# Bachman Cummings in Belleville & Stratford



## FrogRick12 (Feb 21, 2006)

some shameless self-promotion....

The Bachman Cummings Band will be playing the Empire in Belleville this Friday night and at the Ovation Music Festival in Stratford this Sunday night at 8 pm.

If you want to hear some Koch amps, Diamond pedals, and Carl Martin pedals, come on out and see us! (or you can see the Jim Cuddy Band, and Ron Sexsmith, and Jacksoul and more...) 

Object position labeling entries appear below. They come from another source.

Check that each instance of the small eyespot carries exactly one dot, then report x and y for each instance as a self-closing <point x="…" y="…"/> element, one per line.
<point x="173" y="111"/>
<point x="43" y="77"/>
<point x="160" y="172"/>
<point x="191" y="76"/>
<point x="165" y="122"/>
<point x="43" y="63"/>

I'll be the short guy on your left (stage right) with the G&L ASAT Deluxe and I'd love to meet some fellow CGF'ers:rockon2:


----------



## bassman blue (Feb 24, 2006)

very cool! :wave:


----------



## GuitarsCanada (Dec 30, 2005)

Buddy of mine was up to Stratford on the weekend, Said it was a great time. Anyone else attend?


----------



## faracaster (Mar 9, 2006)

Hey Dave

Are you out in Victoria B.C. this Sat. night. I see Randy is playing out here. I 'm in town doing 2 shows Thurs. and Fri, and will be around in Victoria till Tues. 

cheers
Pete


----------



## FrogRick12 (Feb 21, 2006)

Hey Pete,

We're not out in BC until Sept.29 & 30 at the Red Robinson Theatre in Coquitlam.

Have a good show!

Cheers,

Dave


----------